By Cameron Preston*
In 2012 Earthquake Recovery Minister Gerry Brownlee publicly stated he was sick and tired of all the carping and moaning from Christchurch residents.
As the fifth anniversary of the Canterbury earthquakes is now upon us, I thought it best just to update you on three top reasons that residents continue to carp and moan:
1. Insurers are delaying progress, forcing homeowners to accept low cash settlements
Let’s take a look at the latest progress from the two companies that between them have two thirds of the most extensively damaged properties in Canterbury, IAG and Southern Response:
|Cash settlements completed||3,887||3,479|
|Total settled %||60%||62%|
|% Repairs completed||6%||6%|
|% Rebuilds completed||9%||10%|
|% Cash settlements completed||46%||46%|
|% of completed as repair/rebuild||24%||26%|
|% of completed as cash||76%||74%|
The numbers speak for themselves; the last five years have been a slow grind down by insurers.

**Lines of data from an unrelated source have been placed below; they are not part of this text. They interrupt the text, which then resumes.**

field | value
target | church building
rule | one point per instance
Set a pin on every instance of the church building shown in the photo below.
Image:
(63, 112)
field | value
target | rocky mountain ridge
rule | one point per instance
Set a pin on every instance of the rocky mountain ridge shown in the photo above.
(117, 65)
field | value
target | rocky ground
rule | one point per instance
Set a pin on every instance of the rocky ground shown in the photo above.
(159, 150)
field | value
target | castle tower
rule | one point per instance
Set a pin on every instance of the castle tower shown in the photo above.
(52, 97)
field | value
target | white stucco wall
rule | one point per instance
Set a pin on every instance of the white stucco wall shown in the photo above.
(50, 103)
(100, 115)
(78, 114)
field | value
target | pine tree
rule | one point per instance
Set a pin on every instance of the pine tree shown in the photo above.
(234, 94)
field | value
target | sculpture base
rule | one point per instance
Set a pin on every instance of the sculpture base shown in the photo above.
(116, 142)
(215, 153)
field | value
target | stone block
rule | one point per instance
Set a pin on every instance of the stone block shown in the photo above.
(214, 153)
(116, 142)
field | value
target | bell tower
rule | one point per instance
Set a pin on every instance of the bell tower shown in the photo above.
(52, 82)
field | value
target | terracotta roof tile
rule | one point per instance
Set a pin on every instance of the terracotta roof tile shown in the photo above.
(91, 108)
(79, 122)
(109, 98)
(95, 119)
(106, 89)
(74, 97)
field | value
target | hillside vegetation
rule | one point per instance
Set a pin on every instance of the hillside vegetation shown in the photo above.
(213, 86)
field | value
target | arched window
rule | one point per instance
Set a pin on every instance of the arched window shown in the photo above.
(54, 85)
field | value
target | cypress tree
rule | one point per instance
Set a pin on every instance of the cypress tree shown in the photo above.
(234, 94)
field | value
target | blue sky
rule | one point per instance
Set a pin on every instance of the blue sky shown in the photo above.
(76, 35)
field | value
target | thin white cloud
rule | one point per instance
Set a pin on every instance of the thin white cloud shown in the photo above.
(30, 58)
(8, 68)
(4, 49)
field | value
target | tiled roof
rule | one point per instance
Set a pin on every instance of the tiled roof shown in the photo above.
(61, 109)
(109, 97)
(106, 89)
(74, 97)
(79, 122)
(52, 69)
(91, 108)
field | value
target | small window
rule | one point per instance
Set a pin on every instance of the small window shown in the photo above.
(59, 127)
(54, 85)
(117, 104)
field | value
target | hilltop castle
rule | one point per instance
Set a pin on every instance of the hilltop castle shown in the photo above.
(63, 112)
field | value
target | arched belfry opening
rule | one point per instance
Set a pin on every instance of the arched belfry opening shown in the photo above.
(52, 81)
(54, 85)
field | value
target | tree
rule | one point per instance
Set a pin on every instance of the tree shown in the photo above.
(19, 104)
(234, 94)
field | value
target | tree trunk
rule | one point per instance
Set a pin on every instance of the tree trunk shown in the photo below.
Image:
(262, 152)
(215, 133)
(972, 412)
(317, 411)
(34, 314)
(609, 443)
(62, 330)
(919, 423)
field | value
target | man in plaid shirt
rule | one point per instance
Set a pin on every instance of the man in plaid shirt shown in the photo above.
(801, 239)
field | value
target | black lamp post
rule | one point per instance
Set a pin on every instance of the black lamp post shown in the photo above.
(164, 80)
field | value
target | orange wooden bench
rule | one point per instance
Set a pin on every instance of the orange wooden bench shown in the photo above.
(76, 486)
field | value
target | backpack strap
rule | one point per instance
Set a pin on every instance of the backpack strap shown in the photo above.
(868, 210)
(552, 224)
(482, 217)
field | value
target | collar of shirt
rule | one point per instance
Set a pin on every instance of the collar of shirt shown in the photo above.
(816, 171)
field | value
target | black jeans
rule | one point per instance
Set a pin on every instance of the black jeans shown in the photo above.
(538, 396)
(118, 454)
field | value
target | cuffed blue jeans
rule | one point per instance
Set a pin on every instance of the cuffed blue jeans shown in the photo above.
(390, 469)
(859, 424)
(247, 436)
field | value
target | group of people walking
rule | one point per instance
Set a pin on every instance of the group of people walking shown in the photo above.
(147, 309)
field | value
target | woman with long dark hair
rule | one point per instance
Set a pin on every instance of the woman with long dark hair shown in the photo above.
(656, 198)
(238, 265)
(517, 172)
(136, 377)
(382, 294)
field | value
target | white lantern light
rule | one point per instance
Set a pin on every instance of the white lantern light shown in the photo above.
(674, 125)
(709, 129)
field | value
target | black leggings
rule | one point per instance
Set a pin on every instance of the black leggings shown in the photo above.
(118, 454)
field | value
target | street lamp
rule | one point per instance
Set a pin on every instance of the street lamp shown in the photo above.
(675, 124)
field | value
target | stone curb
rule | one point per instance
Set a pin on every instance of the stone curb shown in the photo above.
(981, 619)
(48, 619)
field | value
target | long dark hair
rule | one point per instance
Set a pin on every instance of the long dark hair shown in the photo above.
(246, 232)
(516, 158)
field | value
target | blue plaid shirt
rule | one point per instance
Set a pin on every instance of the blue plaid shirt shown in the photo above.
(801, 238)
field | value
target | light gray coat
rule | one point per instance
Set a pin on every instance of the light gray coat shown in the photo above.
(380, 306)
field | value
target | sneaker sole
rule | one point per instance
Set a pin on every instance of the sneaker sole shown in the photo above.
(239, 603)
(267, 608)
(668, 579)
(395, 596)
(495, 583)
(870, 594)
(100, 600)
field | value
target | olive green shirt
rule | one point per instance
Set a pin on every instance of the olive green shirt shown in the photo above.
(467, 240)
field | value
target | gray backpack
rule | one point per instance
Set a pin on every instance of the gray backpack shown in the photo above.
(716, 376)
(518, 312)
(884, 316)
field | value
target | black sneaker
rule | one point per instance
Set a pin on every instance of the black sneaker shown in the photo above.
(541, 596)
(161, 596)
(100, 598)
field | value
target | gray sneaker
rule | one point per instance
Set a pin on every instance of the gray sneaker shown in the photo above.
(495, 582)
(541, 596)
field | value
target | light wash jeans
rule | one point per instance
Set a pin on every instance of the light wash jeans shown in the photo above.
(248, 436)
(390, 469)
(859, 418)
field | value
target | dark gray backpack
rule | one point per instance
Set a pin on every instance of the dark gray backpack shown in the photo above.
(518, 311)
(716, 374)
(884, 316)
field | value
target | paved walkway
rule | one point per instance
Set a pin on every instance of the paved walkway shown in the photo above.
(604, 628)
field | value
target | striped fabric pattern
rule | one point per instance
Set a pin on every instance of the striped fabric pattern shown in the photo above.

The numbers also tell a different story to that which IAG chief executive, Jacki Johnson, told interest.co.nz in a Double Shot interview earlier this week.
Johnson said she couldn't comment on the number of properties rebuilt, repaired or cash settled, as she didn't have the figures with her. Rather she described IAG's progress by saying it's settled 78% of claims. This takes into consideration the fact one property may have a number of claims, including contents insurance claims.
So how long would you be prepared to wait in your damaged home?
For insurers to suggest the remaining 40% of claims will be settled by the middle of next year is aspirational at best.
Southern Response settled a net 6 claims in the month of July 2015, with their “progress” lurching from 61.57% to 62.03%.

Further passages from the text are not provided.